I couldn’t not write this post having watched some amazing women’s athletics yesterday evening at the Commonwealth Games (on TV, I haven’t taken a quick trip up to Glasgow). What grabbed me most are two inspiring stories which I want to share with you, in case you haven’t come across them yourself.
The first young lady I want to highlight is Lynsey Sharp, 800m silver medallist for Team Scotland in yesterday’s final. Lynsey has had one hell of a year, and one hell of a week! Earlier this year, after experiencing calf pain during training, Sharp needed surgery to remove her plantaris tendon which runs from halfway down the calf to the ankle. Complications arising from surgery resulted in an infection and yet more surgery is required later this year.
Not only that but, in her post-race interview, she admitted to having not slept at all the night before the final: “Even right up to this morning I was in hospital in the village until 5:30. I haven’t slept at all. I was throwing up all night. I had a drip in my arm.”
An incredible story that should inspire anyone who has ever faced injury or illness. The next time I feel tired or poorly and have to push myself through training or work, I will think of Lynsey.
The second inspirational person I want to draw attention to is Jayne Nisbet, who has overcome her battle with bulimia to compete in this year’s Commonwealth Games.

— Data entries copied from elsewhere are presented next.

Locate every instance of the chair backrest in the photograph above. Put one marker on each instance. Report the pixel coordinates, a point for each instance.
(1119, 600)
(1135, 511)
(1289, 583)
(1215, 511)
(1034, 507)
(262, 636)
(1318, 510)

Nisbet was forced to miss the last Commonwealth Games in 2010 when her illness was at its peak, but she’s fought back against the debilitating condition, more associated with models, gymnasts, ballerinas and jockeys than track and field athletes. Nisbet makes a good point when talking of the pressure she felt: “People say they don’t understand why you’d be so worried about how you look but I think when you are wearing a crop top and pants on television, if you are even a little bit overweight, you are going to get criticised.”
As someone who’s battled an anorexia myself, it’s so important to highlight that there is no one ‘type’ of person that can develop an eating disorder. Anyone can feel the pressure to look a certain way, or weigh a certain amount whether they’re a top-level athlete, ballerina, or jockey….or a city worker, model, or media executive.
I hope that both these girls’ stories inspire you to do something different with your day, take up a sport that you think you can’t do, or think you’re not strong enough to do.
The Commonwealth Games has inspired me hugely, as did the Olympics two years ago. Right now, I want to be a gymnast, diver, swimmer, runner and everything in between! What have you favourite Commonwealth moments been?